Guardai la mano e lui sembrava essere qualcosa tra noi quella sera, sembrava giocare a nostro favore. Cominciò a parlarmi dolcemente mentre con l'altra mano sembrava delineare i contorni e le linee delle mie folte sopracciglia, e di quanto ci avessi messo tempo a definirle. Quel tocco mi fece sobbalzare, un tremore lungo le gambe così esagerato da farmi provare un brivido intenso lungo la schiena.

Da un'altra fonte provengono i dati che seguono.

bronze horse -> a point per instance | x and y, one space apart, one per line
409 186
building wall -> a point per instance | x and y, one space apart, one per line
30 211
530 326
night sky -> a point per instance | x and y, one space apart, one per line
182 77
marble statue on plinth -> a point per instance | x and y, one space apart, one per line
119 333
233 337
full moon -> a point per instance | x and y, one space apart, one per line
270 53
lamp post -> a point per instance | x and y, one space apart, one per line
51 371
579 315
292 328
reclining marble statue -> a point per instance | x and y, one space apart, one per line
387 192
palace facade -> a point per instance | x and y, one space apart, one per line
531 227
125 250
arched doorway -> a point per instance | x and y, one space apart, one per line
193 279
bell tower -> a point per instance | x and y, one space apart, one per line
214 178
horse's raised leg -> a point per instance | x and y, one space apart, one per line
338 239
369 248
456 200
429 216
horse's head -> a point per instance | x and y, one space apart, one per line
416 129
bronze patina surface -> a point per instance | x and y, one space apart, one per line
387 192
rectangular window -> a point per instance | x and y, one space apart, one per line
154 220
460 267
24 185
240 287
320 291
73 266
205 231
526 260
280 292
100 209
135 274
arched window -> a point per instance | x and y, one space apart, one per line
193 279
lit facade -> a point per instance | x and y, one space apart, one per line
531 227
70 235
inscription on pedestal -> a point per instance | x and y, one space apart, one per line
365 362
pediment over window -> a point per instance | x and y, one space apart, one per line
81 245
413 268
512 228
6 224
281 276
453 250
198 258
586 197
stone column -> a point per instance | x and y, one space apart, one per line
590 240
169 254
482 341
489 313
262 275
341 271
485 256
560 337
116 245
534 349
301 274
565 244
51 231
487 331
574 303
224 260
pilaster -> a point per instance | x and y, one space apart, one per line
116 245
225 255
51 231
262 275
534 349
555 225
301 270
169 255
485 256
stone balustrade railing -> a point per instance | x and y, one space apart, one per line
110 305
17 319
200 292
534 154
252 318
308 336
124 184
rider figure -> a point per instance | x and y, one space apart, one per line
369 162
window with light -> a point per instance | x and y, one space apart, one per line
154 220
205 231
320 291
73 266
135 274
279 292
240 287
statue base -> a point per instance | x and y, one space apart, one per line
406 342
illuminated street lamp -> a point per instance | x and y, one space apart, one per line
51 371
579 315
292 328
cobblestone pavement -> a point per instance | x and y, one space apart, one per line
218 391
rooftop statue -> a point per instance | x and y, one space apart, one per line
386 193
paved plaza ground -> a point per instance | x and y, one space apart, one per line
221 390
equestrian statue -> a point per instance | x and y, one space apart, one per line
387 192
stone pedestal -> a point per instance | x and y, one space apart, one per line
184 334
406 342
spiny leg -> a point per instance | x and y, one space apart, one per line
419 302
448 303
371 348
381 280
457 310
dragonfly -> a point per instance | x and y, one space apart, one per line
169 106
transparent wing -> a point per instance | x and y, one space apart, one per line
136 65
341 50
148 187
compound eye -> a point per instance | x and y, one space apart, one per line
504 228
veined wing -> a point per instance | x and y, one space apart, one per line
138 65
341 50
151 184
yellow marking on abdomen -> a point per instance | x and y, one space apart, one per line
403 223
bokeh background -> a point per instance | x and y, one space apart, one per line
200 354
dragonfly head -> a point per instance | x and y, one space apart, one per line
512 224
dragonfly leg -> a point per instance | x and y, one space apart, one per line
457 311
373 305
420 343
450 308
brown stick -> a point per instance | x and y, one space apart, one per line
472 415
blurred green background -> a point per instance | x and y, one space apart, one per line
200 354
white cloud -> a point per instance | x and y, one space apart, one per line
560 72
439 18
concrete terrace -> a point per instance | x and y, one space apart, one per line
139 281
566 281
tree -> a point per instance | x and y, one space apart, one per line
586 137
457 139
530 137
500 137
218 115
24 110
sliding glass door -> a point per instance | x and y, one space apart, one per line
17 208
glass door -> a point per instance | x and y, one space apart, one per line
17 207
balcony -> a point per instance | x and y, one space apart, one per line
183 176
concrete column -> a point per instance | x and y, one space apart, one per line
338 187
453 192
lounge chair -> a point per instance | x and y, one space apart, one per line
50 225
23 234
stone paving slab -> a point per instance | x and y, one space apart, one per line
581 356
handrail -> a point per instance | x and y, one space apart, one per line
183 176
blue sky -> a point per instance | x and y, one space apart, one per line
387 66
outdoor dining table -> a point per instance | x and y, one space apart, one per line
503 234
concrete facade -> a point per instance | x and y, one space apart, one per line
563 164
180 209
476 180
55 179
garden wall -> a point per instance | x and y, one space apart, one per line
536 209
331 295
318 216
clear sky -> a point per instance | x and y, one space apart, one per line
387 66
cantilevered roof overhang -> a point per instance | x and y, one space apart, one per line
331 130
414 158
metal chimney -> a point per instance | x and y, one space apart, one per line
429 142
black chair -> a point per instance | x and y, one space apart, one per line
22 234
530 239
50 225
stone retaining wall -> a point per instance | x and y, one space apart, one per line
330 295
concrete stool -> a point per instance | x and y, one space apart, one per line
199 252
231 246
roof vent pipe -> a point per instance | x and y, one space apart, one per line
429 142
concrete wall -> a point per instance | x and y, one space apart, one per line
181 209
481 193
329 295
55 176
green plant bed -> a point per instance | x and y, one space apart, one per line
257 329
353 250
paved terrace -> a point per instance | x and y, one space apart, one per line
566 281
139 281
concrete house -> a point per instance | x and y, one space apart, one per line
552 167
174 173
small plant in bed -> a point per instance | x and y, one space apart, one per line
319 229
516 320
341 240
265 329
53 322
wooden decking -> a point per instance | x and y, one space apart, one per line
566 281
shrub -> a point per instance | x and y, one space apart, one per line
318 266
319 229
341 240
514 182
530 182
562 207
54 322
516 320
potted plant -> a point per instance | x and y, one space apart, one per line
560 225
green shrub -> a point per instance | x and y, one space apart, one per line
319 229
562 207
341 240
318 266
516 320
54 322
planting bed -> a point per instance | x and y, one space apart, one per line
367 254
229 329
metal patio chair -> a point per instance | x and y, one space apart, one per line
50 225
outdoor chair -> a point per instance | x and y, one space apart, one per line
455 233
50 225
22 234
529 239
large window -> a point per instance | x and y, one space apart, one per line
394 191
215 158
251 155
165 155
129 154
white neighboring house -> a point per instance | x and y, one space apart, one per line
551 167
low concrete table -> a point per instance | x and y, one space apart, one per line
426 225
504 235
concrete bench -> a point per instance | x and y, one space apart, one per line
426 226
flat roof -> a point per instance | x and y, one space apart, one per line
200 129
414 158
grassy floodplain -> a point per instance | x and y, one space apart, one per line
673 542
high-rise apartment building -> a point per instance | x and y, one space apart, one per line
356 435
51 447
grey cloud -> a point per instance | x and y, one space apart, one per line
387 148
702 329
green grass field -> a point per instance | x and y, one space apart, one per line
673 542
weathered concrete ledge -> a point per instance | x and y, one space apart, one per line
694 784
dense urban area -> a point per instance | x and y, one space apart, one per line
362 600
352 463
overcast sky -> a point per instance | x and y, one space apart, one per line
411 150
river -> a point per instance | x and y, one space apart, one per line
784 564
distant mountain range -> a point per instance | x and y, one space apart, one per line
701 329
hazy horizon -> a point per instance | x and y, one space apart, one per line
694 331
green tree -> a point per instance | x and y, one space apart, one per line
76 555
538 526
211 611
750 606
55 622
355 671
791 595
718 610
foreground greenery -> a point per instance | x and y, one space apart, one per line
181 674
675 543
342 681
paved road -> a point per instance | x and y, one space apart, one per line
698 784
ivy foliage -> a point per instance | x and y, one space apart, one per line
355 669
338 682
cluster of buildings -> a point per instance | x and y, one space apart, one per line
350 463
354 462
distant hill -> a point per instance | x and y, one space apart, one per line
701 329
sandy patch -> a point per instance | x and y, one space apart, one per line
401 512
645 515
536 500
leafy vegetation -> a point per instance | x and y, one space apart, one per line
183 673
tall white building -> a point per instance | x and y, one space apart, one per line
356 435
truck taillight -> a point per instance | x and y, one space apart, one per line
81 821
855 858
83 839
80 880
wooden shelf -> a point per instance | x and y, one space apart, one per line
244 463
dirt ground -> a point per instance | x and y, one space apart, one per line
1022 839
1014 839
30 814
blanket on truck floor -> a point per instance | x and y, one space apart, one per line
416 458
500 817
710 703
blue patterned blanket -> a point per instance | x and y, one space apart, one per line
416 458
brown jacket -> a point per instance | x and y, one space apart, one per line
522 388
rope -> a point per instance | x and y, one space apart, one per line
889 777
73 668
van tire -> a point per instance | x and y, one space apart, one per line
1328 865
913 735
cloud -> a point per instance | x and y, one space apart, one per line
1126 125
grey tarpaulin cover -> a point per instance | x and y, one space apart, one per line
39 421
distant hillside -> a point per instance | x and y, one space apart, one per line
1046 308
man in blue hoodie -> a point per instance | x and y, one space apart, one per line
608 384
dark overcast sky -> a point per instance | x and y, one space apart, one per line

Dopo mille sensazioni mescolate, non potevo fare a meno di chiedergli di uscire da quel bar affollato, pieno di giovani che il sabato sera si riunivano. Per la maggior parte, si trattava di ragazzi del mio piccolo paesino e la mia fortuna era stata incontrare proprio lui a pochi passi da me. "Dovrei andare, oggi c'è la festa del santo nella mia chiesa", dissi, anche se dentro di me non volevo lasciarlo per nessun altro al mondo. La chiamata di quel momento mi fece mancare il respiro. "Tranquilla, ti accompagno vicino alla chiesa e poi ci salutiamo. Il prossimo sabato, non prendere impegni", così mi salutò con un occhiolino e un bacio qua e là, come si faceva una volta. Da quella serata in poi, non potevo fare a meno di pensare sempre di più a lui, desiderando che diventasse qualcosa che sarebbe dovuto essere solo mio, e di nessun altro.